Unionism’s problems are not the creation of nationalists. In truth there has not been much of a pull-factor. They are entirely self-inflicted; unionists have pushed middle Scotland away. It is true what some say, that change now may be too late. The current is strong, and it is pushing unionism out to sea. However, if they want to at least put up a fight, unionists must reimagine unionism.
The only viable United Kingdom, now, is a looser kingdom at ease with its many identities and embracing its political diversity. It is a kingdom enthusiastic about decentralisation, aware that localism is the adhesive which keeps it together, not the wedge which drives it apart.

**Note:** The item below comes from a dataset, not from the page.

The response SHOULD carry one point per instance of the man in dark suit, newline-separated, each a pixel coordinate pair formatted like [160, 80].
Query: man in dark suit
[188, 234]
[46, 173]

People sometimes ask: but what powers do you want? There are direct answers to that question, in both taxation and legislative arenas. However, this is no longer so much about what unionists do, as it is about how they do it.
Devolution through gritted teeth will never change opinion, because it is so transparently grudged. The enthusiasm of Canada is missing. The cooperation of Australia is missing. The partnership of America is missing.
The model of the Union Connectivity Review and the levelling up agenda, for instance, is sound, and is actually borrowed from federal systems. But the bitter, cynical, conniving undertone is turning it from a celebration of partnership into an attempt to create into a constitutional version of Stockholm Syndrome.
Unionism can still prevail. It can win a referendum. But this is about far more than tactics and strategy. The uncomfortable truth is that, in the case of very many unionist leaders, their head is in devolution, but their heart is not. Changing that may not be a sufficient condition to win, but it is a necessary one.